Een aantal C-metingen werd in duplo uitgevoerd (bijlage 1 voor gedetail-leerde meetgegevens). De duplo-bepalingen verschilden gemiddeld 3,15% (n — 9) van elkaar.
In een vijftal situaties werden 'doorslag'-bepalingen (zie pag. 15) verricht. In geen van deze metingen werd MITC aangetroffen in het tweede in
serie gekoppelde SKC-buisje. De hoeveelheid MITC in het voorste SKC-buisje varieerde hierbij tussen 3,2 en 34,0 ug MITC. De laatste hoeveelheid is ten
opzichte van die van de overige blootstellingsbepalingen zeer hoog; de betreffende bemonstering werd uitgevoerd in lucht die zich in een voorraad-vat boven de vloeistof bevindt.

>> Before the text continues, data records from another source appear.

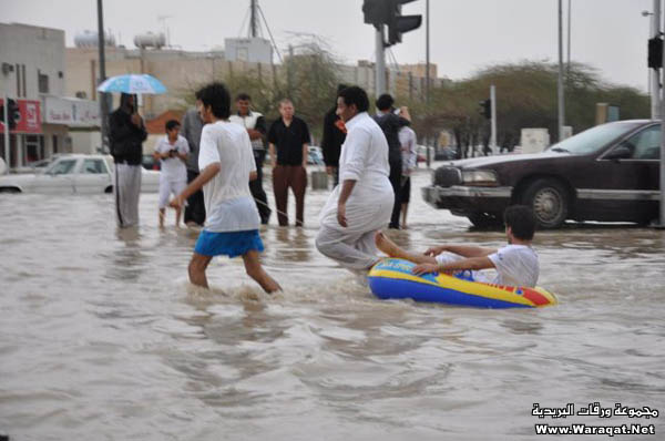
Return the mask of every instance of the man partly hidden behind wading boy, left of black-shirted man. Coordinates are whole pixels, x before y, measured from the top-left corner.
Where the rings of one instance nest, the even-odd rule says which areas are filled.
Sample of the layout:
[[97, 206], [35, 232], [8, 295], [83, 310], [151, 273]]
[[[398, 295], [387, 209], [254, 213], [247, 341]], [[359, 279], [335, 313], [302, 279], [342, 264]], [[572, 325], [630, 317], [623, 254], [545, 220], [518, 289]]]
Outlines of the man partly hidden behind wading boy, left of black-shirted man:
[[235, 115], [231, 115], [228, 121], [241, 124], [247, 130], [249, 141], [252, 141], [252, 150], [254, 151], [254, 161], [256, 162], [256, 180], [249, 182], [249, 191], [256, 202], [256, 208], [260, 216], [260, 223], [266, 225], [270, 218], [270, 207], [268, 206], [268, 197], [263, 189], [263, 163], [266, 157], [266, 148], [264, 147], [264, 136], [266, 135], [266, 121], [258, 112], [249, 110], [252, 98], [246, 93], [241, 93], [236, 98]]

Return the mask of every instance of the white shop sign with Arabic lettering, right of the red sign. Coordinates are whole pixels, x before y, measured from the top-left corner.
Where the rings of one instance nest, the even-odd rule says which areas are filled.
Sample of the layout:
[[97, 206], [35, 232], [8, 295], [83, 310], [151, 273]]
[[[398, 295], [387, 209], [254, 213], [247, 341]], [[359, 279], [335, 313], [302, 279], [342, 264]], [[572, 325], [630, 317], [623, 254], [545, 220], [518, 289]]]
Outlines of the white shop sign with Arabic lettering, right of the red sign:
[[95, 101], [71, 98], [45, 96], [44, 123], [70, 127], [94, 127], [100, 125], [100, 105]]

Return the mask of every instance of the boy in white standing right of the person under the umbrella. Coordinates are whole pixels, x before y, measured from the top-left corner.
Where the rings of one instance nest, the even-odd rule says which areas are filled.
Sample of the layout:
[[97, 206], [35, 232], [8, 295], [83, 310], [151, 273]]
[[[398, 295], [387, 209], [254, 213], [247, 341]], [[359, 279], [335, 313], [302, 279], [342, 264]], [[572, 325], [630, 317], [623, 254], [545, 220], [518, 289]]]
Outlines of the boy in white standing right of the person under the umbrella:
[[[166, 122], [166, 136], [160, 140], [153, 156], [160, 160], [160, 228], [164, 227], [165, 208], [168, 197], [182, 193], [187, 186], [187, 154], [190, 145], [180, 134], [180, 123], [175, 120]], [[180, 226], [181, 209], [175, 211], [175, 226]]]

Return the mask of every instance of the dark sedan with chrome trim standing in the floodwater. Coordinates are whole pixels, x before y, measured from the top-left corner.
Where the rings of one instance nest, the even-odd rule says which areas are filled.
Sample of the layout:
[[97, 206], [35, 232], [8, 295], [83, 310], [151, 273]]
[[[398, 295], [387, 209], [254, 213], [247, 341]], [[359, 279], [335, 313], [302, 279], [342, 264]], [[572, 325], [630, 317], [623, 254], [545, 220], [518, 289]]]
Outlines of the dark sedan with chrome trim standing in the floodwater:
[[500, 225], [512, 204], [531, 206], [541, 228], [565, 219], [647, 224], [658, 215], [659, 154], [659, 122], [612, 122], [536, 154], [450, 162], [422, 196], [477, 226]]

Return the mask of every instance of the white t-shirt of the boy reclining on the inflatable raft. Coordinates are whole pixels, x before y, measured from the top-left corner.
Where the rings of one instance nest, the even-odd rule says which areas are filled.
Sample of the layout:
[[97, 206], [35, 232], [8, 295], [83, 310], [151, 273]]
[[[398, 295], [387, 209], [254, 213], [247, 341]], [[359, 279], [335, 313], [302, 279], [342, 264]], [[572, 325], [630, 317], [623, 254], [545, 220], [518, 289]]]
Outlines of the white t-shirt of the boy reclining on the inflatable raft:
[[526, 245], [507, 245], [488, 256], [497, 267], [497, 285], [530, 286], [538, 283], [538, 254]]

Dat de adsorptie-capaciteit van deze SKC-buisjes voor MITC zeer hoog is, werd recent ook beschreven door Van den Berg et al. (1992). Geconcludeerd mag worden dat de in de SKC-buisjes gemeten MITC-hoeveelheden een betrouwbare maat zijn van de MITC-concentratie in de doorgeleide lucht. Ook kan worden geconcludeerd dat MITC in relatief hoge concentraties aanwezig is in of gevormd wordt uit (kinetiek onbekend) de metam-natrium oplossing in voorraadvaten.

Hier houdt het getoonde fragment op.